Test-Driving the Technology, Steve Puglia, National Archives and Records Administration

The digitization process converts an image into a series of pixels, which are in turn represented by a single or series of binary digits (1’s and 0’s). The pixels are arranged in a two-dimensional matrix called a bitmap. One important aspect of a bitmap is its bit depth. The number of shades comprising a given bitmap is determined by a formula 2^x, where x is the bit depth. A bitmap where x = 1 bit will be a black and white image. On the contrary, a 16 bit image will feature 65,536 shades between black and white.

Color systems are of three types: Additive – RGB; Subtractive – CMYK; and Device Independent – LAB. For digitization purposes, RGB files are the preferred files, because they have the widest color gamut of the three choices.

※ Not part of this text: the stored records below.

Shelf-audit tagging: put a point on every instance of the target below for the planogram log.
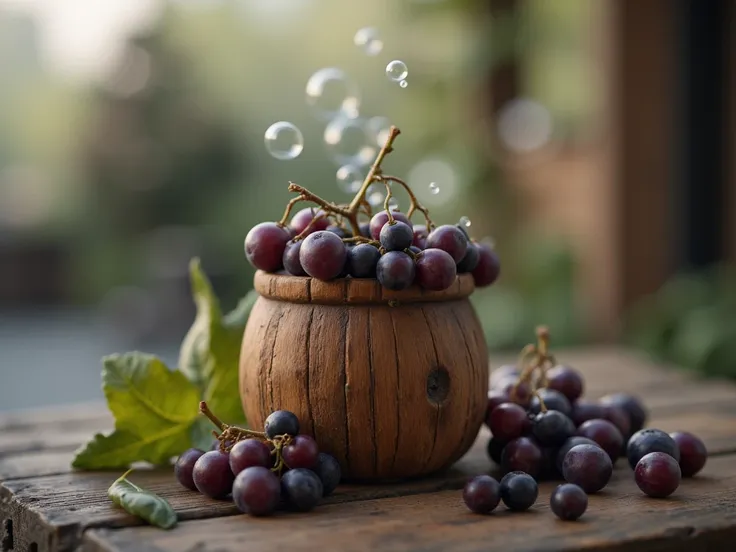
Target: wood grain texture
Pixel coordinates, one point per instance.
(383, 388)
(701, 515)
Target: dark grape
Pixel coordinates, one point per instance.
(184, 466)
(291, 258)
(522, 454)
(604, 433)
(420, 236)
(323, 255)
(489, 266)
(519, 491)
(568, 502)
(396, 236)
(265, 244)
(657, 474)
(450, 239)
(552, 428)
(509, 421)
(573, 441)
(395, 270)
(587, 466)
(553, 400)
(362, 260)
(380, 219)
(329, 473)
(302, 452)
(435, 269)
(301, 220)
(249, 452)
(583, 410)
(212, 474)
(645, 441)
(482, 494)
(567, 381)
(302, 489)
(631, 405)
(281, 422)
(471, 259)
(693, 453)
(257, 491)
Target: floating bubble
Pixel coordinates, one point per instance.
(397, 71)
(380, 127)
(283, 140)
(524, 125)
(349, 179)
(368, 40)
(349, 142)
(331, 92)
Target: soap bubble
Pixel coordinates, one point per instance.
(397, 71)
(368, 40)
(349, 142)
(284, 140)
(331, 92)
(349, 179)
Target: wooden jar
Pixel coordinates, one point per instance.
(393, 384)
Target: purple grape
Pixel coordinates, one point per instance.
(396, 236)
(435, 269)
(631, 405)
(257, 491)
(291, 258)
(523, 455)
(302, 452)
(587, 466)
(604, 433)
(657, 474)
(212, 474)
(265, 244)
(482, 494)
(568, 502)
(380, 219)
(323, 255)
(302, 489)
(519, 491)
(395, 270)
(248, 453)
(645, 441)
(693, 453)
(509, 421)
(281, 422)
(567, 381)
(450, 239)
(489, 266)
(329, 473)
(362, 260)
(184, 466)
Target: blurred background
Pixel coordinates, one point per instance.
(592, 140)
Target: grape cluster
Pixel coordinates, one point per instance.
(543, 428)
(261, 471)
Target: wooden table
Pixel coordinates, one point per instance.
(44, 506)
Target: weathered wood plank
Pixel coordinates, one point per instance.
(701, 515)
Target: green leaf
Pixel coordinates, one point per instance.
(142, 503)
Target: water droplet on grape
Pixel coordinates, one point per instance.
(368, 40)
(284, 140)
(397, 71)
(349, 142)
(331, 92)
(349, 179)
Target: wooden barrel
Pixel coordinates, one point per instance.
(393, 384)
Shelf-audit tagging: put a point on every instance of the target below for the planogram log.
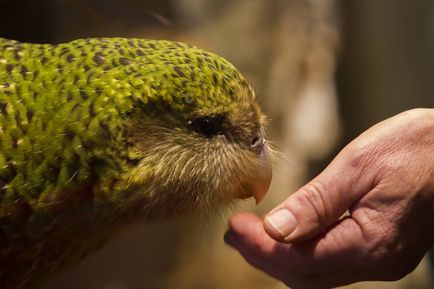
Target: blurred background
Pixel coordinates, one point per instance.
(324, 71)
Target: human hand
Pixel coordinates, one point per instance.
(384, 179)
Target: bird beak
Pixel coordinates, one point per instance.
(263, 176)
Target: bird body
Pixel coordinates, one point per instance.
(98, 133)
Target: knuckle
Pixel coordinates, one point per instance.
(312, 196)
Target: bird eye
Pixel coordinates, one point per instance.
(208, 126)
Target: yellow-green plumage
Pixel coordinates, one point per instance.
(97, 133)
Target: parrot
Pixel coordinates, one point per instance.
(100, 133)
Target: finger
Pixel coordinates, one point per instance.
(303, 265)
(322, 201)
(257, 258)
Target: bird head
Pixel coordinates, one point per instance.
(197, 133)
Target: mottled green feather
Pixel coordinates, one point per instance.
(60, 104)
(98, 132)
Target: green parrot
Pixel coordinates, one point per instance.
(96, 134)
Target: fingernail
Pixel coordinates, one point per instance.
(282, 221)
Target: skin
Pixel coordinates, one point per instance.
(384, 179)
(96, 134)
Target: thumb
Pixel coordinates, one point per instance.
(322, 201)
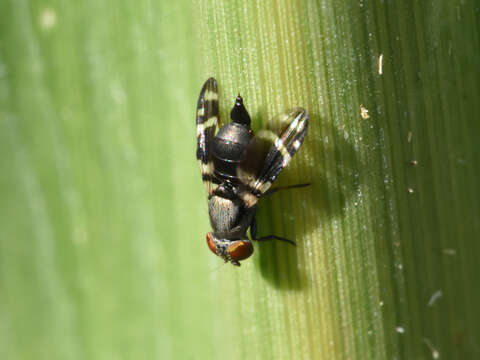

RGB color images are created by passing bitmap images through three color filters – one red, one green and one blue. The amount of light reflected through these filters is then combined to create a single color image. Well done 8-bit (per filter channel) imaging meets most digitization needs, though 12-bit to 16-bit images are better for re-purposing.

The spatial resolution of images (often referred to in dots per inch, pixels per inch or lines per inch) is the definition of how finely or widely spaced individual pixels are arranged relative to one another. When digitizing images, it is common to create three versions of one image, each with a different spatial resolution – one for access, one for reproduction and one for preservation. (in ascending order of increased spatial resolution)

Digitization projects also often need to make use of color management tools and data compression in their work. The rule of thumb with color management tools is that they vary widely in their quality, and that one usually gets what one pays for. Concerning data compression, while on the pro side compressing digital images prior to storage and transmission saves space and time, one must keep in mind the higher tendency of compressed images to become corrupted and/or lose data. There are different types of data compression which are of varying degrees “lossy” or “lossless”. LZW and ZIP files are considered lossless; JPG files are considered lossy.